For listlessness, targeted hormone testing is worthwhile, with the thyroid test (TSH and free T4) as the best-supported first step. Tests for the adrenal glands and pituitary gland are diagnostically relevant but intended for people with additional symptoms or risk factors. For overtraining syndrome, a validated hormone test is still lacking, and in dialysis patients, hormone testing proved unable to explain the fatigue.
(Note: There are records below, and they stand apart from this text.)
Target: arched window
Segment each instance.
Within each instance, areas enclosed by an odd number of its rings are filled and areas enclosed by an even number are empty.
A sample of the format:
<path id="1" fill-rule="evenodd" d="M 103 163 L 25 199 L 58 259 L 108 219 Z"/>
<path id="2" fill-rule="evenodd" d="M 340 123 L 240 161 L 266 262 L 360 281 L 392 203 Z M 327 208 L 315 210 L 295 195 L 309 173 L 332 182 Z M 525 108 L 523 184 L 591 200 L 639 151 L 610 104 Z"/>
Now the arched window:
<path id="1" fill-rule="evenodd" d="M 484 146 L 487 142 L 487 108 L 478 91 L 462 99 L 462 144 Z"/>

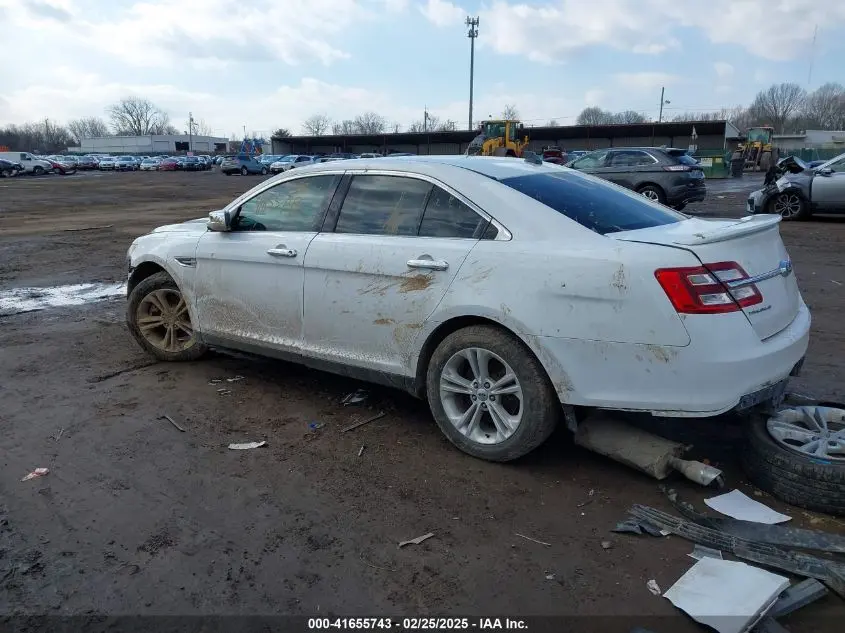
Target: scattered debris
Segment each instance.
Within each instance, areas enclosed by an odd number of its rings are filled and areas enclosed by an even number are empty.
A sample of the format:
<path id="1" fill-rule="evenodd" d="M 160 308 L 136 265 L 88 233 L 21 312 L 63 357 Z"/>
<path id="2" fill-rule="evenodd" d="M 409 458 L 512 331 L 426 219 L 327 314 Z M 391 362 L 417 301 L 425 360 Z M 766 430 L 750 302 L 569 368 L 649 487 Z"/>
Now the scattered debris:
<path id="1" fill-rule="evenodd" d="M 361 448 L 358 449 L 358 457 L 361 457 L 361 455 L 363 455 L 363 454 L 364 454 L 364 445 L 361 444 Z"/>
<path id="2" fill-rule="evenodd" d="M 64 233 L 74 233 L 76 231 L 99 231 L 100 229 L 110 229 L 114 224 L 103 224 L 101 226 L 83 226 L 78 229 L 62 229 Z"/>
<path id="3" fill-rule="evenodd" d="M 722 514 L 742 521 L 773 525 L 792 519 L 790 516 L 775 512 L 759 501 L 754 501 L 754 499 L 743 494 L 740 490 L 731 490 L 718 497 L 705 499 L 704 503 L 716 512 L 721 512 Z"/>
<path id="4" fill-rule="evenodd" d="M 546 574 L 546 580 L 554 580 L 554 579 L 555 579 L 554 574 Z"/>
<path id="5" fill-rule="evenodd" d="M 234 376 L 233 378 L 227 378 L 226 382 L 240 382 L 243 379 L 243 376 Z"/>
<path id="6" fill-rule="evenodd" d="M 650 536 L 669 536 L 671 532 L 667 530 L 661 530 L 660 528 L 654 527 L 648 521 L 640 521 L 640 527 L 643 529 L 643 532 Z"/>
<path id="7" fill-rule="evenodd" d="M 366 420 L 361 420 L 360 422 L 356 422 L 355 424 L 351 424 L 350 426 L 347 426 L 345 429 L 341 429 L 340 432 L 346 433 L 347 431 L 351 431 L 352 429 L 357 429 L 359 426 L 364 426 L 365 424 L 369 424 L 370 422 L 375 422 L 376 420 L 380 420 L 381 418 L 383 418 L 386 415 L 387 414 L 384 411 L 380 411 L 376 415 L 374 415 L 370 418 L 367 418 Z"/>
<path id="8" fill-rule="evenodd" d="M 841 283 L 841 282 L 839 282 L 839 281 L 834 281 L 833 279 L 831 279 L 831 280 L 830 280 L 830 283 L 832 283 L 832 284 L 836 284 L 837 286 L 841 286 L 841 285 L 842 285 L 842 283 Z"/>
<path id="9" fill-rule="evenodd" d="M 769 610 L 769 617 L 780 618 L 806 607 L 811 602 L 827 595 L 827 589 L 815 578 L 807 578 L 780 594 L 774 606 Z"/>
<path id="10" fill-rule="evenodd" d="M 537 540 L 537 539 L 535 539 L 535 538 L 531 538 L 530 536 L 525 536 L 525 534 L 520 534 L 519 532 L 514 532 L 514 535 L 515 535 L 515 536 L 518 536 L 519 538 L 524 538 L 526 541 L 531 541 L 532 543 L 537 543 L 537 544 L 539 544 L 539 545 L 545 545 L 546 547 L 551 547 L 551 546 L 552 546 L 552 544 L 551 544 L 551 543 L 546 543 L 546 542 L 544 542 L 544 541 L 538 541 L 538 540 Z"/>
<path id="11" fill-rule="evenodd" d="M 646 583 L 646 587 L 648 587 L 648 590 L 649 590 L 651 593 L 653 593 L 655 596 L 660 596 L 660 595 L 662 595 L 662 594 L 663 594 L 663 592 L 662 592 L 662 591 L 660 591 L 660 585 L 658 585 L 658 584 L 657 584 L 657 581 L 656 581 L 656 580 L 653 580 L 653 579 L 652 579 L 652 580 L 649 580 L 649 581 Z"/>
<path id="12" fill-rule="evenodd" d="M 643 529 L 640 527 L 639 521 L 628 519 L 616 524 L 616 527 L 611 532 L 618 532 L 620 534 L 642 534 Z"/>
<path id="13" fill-rule="evenodd" d="M 223 382 L 222 378 L 212 378 L 211 380 L 208 381 L 208 384 L 209 385 L 219 385 L 221 382 Z"/>
<path id="14" fill-rule="evenodd" d="M 64 434 L 64 432 L 65 432 L 65 427 L 60 428 L 58 430 L 58 432 L 53 436 L 53 439 L 58 442 L 62 438 L 62 435 Z"/>
<path id="15" fill-rule="evenodd" d="M 26 477 L 21 479 L 21 481 L 29 481 L 30 479 L 36 479 L 38 477 L 43 477 L 44 475 L 50 474 L 49 468 L 36 468 L 31 473 L 29 473 Z"/>
<path id="16" fill-rule="evenodd" d="M 261 440 L 260 442 L 244 442 L 242 444 L 229 444 L 229 448 L 233 451 L 248 451 L 251 448 L 261 448 L 267 446 L 267 442 Z"/>
<path id="17" fill-rule="evenodd" d="M 696 544 L 687 556 L 694 558 L 695 560 L 701 560 L 702 558 L 718 558 L 719 560 L 722 560 L 722 550 Z"/>
<path id="18" fill-rule="evenodd" d="M 373 569 L 381 569 L 382 571 L 396 571 L 395 569 L 390 569 L 389 567 L 379 567 L 378 565 L 373 565 L 366 558 L 364 558 L 364 554 L 358 554 L 358 557 L 361 559 L 361 562 L 364 563 L 367 567 L 372 567 Z"/>
<path id="19" fill-rule="evenodd" d="M 218 396 L 231 396 L 232 390 L 231 389 L 218 389 L 217 395 Z"/>
<path id="20" fill-rule="evenodd" d="M 784 576 L 739 561 L 705 557 L 663 597 L 719 633 L 743 633 L 766 614 L 787 587 L 789 579 Z"/>
<path id="21" fill-rule="evenodd" d="M 308 424 L 308 428 L 312 431 L 322 429 L 324 426 L 326 426 L 325 422 L 311 422 Z"/>
<path id="22" fill-rule="evenodd" d="M 178 430 L 182 431 L 182 433 L 184 433 L 184 432 L 185 432 L 185 427 L 180 426 L 179 424 L 177 424 L 177 423 L 176 423 L 176 420 L 174 420 L 173 418 L 171 418 L 171 417 L 170 417 L 169 415 L 167 415 L 166 413 L 165 413 L 164 415 L 162 415 L 161 417 L 162 417 L 163 419 L 167 420 L 168 422 L 170 422 L 170 423 L 171 423 L 173 426 L 175 426 Z"/>
<path id="23" fill-rule="evenodd" d="M 429 532 L 428 534 L 423 534 L 422 536 L 418 536 L 417 538 L 412 538 L 410 541 L 402 541 L 399 543 L 399 547 L 405 547 L 406 545 L 419 545 L 426 539 L 430 539 L 434 536 L 434 532 Z"/>
<path id="24" fill-rule="evenodd" d="M 702 486 L 709 486 L 714 481 L 719 488 L 725 485 L 722 479 L 722 471 L 709 464 L 690 459 L 679 459 L 677 457 L 670 458 L 669 464 L 684 477 Z"/>
<path id="25" fill-rule="evenodd" d="M 346 394 L 343 397 L 343 400 L 340 401 L 340 403 L 344 407 L 348 407 L 350 404 L 360 404 L 369 397 L 370 394 L 366 389 L 358 389 L 356 391 L 353 391 L 352 393 Z"/>
<path id="26" fill-rule="evenodd" d="M 602 541 L 601 542 L 601 548 L 602 549 L 610 549 L 611 547 L 613 547 L 613 543 L 611 543 L 610 541 Z"/>

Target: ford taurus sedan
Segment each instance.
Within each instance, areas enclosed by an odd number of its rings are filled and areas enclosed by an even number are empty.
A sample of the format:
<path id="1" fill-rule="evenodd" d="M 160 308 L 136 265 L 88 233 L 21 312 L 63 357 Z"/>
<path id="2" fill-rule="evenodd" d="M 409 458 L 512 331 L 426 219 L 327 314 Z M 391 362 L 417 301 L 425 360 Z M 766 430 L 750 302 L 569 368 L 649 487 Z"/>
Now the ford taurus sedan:
<path id="1" fill-rule="evenodd" d="M 329 162 L 136 239 L 127 321 L 161 360 L 246 350 L 406 389 L 506 461 L 581 407 L 777 399 L 810 329 L 779 221 L 689 218 L 540 161 Z"/>

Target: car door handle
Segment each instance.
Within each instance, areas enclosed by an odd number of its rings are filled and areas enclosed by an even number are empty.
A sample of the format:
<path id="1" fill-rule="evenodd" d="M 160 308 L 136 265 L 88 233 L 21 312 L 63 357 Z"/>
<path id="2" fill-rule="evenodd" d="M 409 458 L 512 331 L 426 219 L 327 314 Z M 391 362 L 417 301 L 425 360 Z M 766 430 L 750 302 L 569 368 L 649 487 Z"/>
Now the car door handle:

If you feel listless and tired, hormone testing can be worthwhile, but it should be targeted: the aim is to identify a specific hormonal cause, not simply to 'check your hormones'. Which test is useful depends strongly on your symptoms, your age, and your medical history. The best-supported test for listlessness is measuring TSH and free T4, the thyroid hormones. An underactive thyroid (hypothyroidism) is a well-known cause of fatigue, affecting approximately 1 in 300 people, more often women and older adults. Because listlessness as a complaint on its own is not enough to establish the diagnosis, blood testing is genuinely necessary here. This is the hormonal test with the strongest diagnostic evidence base for fatigue complaints. A second possible cause is adrenocortical insufficiency: insufficient production of cortisol by the adrenal glands. An early-morning measurement of cortisol, ACTH, and DHEAS can detect this. Fatigue is present in 50 to 95 percent of patients with this condition. Nevertheless, adrenocortical insufficiency is rare (fewer than 279 per million people), unless someone has taken high doses of cortisone medications over a prolonged period. In that case, testing is indeed relevant. Hypopituitarism, in which the pituitary gland produces too few hormones, is also a rare but serious cause of persistent fatigue. Diagnosis requires more extensive hormone measurements and sometimes an MRI scan. It occurs in 300 to 455 cases per million people. This is therefore not a routine check, but something to consider if other symptoms are also present, such as low blood pressure, cold sensitivity, or fertility problems. For athletes with persistent fatigue and a decline in performance, hormone measurement is also being studied as a tool for detecting overtraining syndrome. However, no validated standard test yet exists for this; the diagnosis is only made once other causes have been ruled out. Hormone measurements alone are insufficient here. An important caveat: in dialysis patients it was found that standard laboratory values, including hormone values, were not at all able to predict the degree of fatigue. This is a reminder that hormone testing does not always provide the explanation, particularly when the cause of fatigue lies elsewhere, such as in depression or chronic illness.
Based on five sources: one strong (thyroid/TSH), two moderate (adrenal glands, pituitary gland), two limited (overtraining syndrome, dialysis patients). All studies are diagnostic/associational in nature, not intervention RCTs.